Нужная нам деревенька пряталась за леском в десяти километрах от райцентра. Двумя рядами деревянных изб она тянулась сотню метров вдоль узкой речушки. Всюду видна была не ухоженность, и охватывало чувство обречённости.
  - Ну и пейзаж! «Гой ты Русь моя родная,…Хаты, в ризах образа…» - процитировал я Есенина, глядя на эту убогость.
- Да здесь на всю деревню живёт два десятка стариков, - вроде, как оправдываясь, сказал Савченков, подруливая к месту пожарища.
- Третья изба за неделю. Думаешь, опять пожог? – я вопросительно посмотрел на напарника.
- А то, что же ещё. Ты же видел на карте, что творится. Половина деревень района зачёркнуты крестами. А это значит или все уехали, или вымерли. А дома пустуют. И продать их не продашь, - кому они нужны. Кое-кто приспосабливает их под дачи, ну а остальные нанимают алкаша за литр водки, чтобы он спалил ихнее хозяйство, чтобы хоть страховку получить. А доказать, что поджог умышленный, не докажешь. Хозяева на время поджога находятся за двести километров в городе, у себя в квартире. Вымирает Россия. Ты бы видел, что творится в малых деревнях. По два работника на всю деревню, остальные пенсионеры. Случается, заболеет или запьёт доярка, коровы по три дня стоят, ревут не доенные. А председатель или бригадир бегают семидесятилетних старух умаляют, чтобы те коров подоили. Довели страну, - Савченков сильным толчком открыл дверь машины, - на каждого по пол Франции земли, а жрать за бугром покупаем.
Мы зашли на влажное, обильно политое водой, местами ещё парившее пожарище. По обгоревшим и уцелевшим брёвнам и по тому, как равномерно выгорело строение, было понятно, что поджигали изнутри используя бензин или солярку. Мы отыскали ближайших соседей, чтобы взять свидетельские показания. Как и предполагали, никто ничего не знал и не видел. Чтобы подписать бумаги, нас пригласили войти в дом. Внутренняя нищета соответствовала наружной убогости: дедовский шкаф и сундук, в углу Нэповская железная кровать, круглый стол и пара шатких венских стульев. Вот и всё нажитое тяжёлым крестьянским трудом богатство. Мне на мгновение показалось, что я попал в кадр фильма снятого в тридцатые годы.
- Грустное зрелище, - сказал я напарнику на выходе.

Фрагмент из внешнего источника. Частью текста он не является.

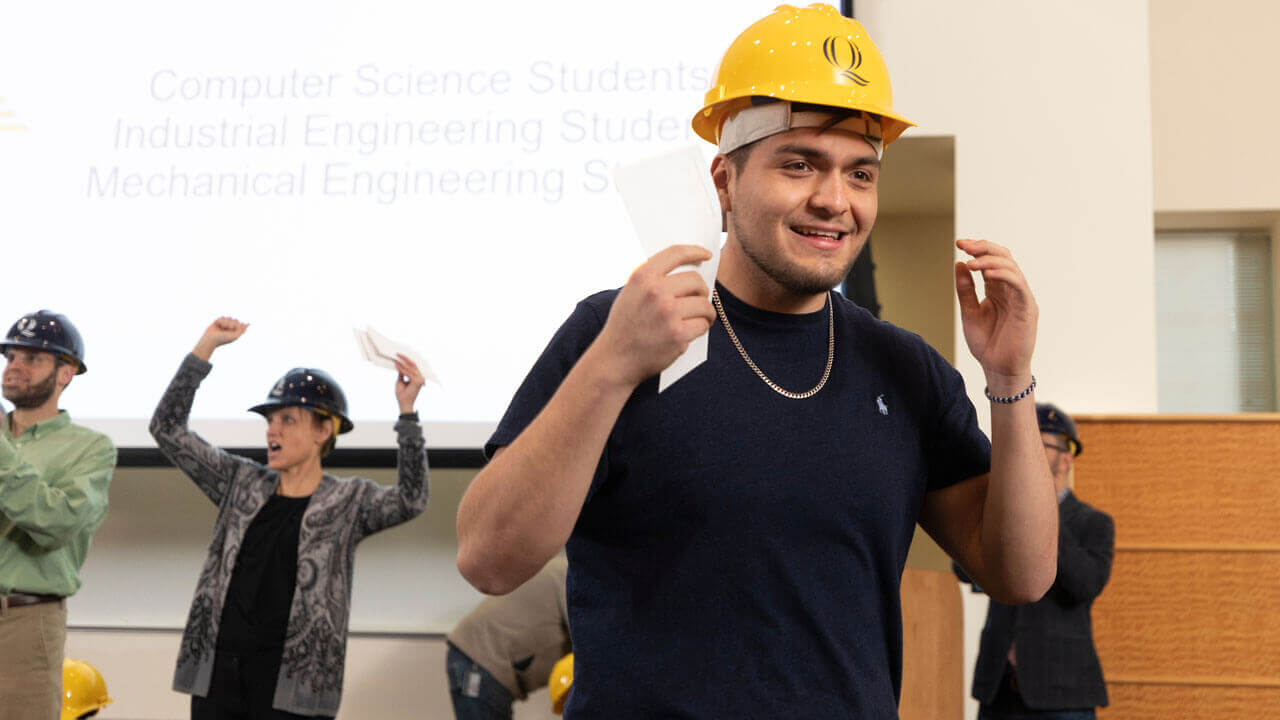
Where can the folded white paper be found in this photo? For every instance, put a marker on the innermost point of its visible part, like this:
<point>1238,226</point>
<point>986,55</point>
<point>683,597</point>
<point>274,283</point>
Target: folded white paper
<point>671,201</point>
<point>379,350</point>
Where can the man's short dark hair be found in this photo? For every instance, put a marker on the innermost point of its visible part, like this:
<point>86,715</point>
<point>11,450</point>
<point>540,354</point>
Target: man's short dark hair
<point>739,155</point>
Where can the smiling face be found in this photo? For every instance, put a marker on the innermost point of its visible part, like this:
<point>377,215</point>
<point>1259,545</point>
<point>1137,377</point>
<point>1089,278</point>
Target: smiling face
<point>800,209</point>
<point>33,377</point>
<point>295,436</point>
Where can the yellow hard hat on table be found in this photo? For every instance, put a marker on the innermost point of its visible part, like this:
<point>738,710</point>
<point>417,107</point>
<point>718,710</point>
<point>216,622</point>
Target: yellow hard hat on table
<point>803,55</point>
<point>560,682</point>
<point>83,689</point>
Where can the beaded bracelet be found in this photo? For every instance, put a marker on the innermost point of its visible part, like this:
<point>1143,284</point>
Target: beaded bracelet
<point>1011,399</point>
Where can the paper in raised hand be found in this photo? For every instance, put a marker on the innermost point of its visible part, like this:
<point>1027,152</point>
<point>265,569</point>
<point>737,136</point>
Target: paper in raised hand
<point>380,350</point>
<point>671,201</point>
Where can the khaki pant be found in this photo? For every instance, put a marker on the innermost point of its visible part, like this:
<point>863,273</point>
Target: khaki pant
<point>31,661</point>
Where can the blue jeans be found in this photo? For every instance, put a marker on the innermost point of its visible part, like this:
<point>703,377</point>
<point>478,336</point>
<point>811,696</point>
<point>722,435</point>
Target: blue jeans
<point>476,693</point>
<point>984,714</point>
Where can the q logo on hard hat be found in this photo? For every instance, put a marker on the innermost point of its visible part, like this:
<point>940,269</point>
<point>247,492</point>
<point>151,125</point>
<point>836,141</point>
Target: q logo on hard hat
<point>831,50</point>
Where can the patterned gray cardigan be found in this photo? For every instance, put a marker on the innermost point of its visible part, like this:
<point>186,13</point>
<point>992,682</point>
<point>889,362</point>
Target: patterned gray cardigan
<point>342,513</point>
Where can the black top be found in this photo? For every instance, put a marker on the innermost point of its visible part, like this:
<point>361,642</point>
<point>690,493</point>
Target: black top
<point>739,554</point>
<point>256,614</point>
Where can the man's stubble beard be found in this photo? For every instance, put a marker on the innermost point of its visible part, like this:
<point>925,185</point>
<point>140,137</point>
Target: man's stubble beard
<point>790,277</point>
<point>36,395</point>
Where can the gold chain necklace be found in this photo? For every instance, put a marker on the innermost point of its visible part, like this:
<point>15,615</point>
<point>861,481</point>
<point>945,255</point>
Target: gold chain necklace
<point>780,390</point>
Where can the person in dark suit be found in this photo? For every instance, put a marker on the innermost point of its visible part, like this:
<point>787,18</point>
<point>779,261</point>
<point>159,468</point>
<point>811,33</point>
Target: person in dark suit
<point>1037,660</point>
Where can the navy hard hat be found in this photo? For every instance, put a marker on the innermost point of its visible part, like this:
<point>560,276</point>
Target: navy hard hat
<point>1052,420</point>
<point>48,331</point>
<point>311,388</point>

- Здесь так все живут. Поэтому вся молодёжь и разбежалась. Хлеб по таким деревням возят раз в неделю, а за остальным надо ехать в район. Благо, что за остальным им ездить не часто приходится. Пенсия у многих двенадцать рублей, только на хлеб и хватает. – В голосе Савченкова звучала неподдельная обида. – Я сам лет шесть, как из такой деревни уехал. У нас там такая красота. Лес, речка рядом, больше этой. А ведь жили же здесь наши предки. Быками пахали, а себя и город кормили, - заключил он с горечью.
На обратном пути нам встретился, одиноко сидящий на пыльной обочине, пьяный мужик. Это был мой знакомый, Петрович. Но я, вдруг, ясно осознал, что это не Петрович, а вся мужичья Русь оказалась на пыльной обочине.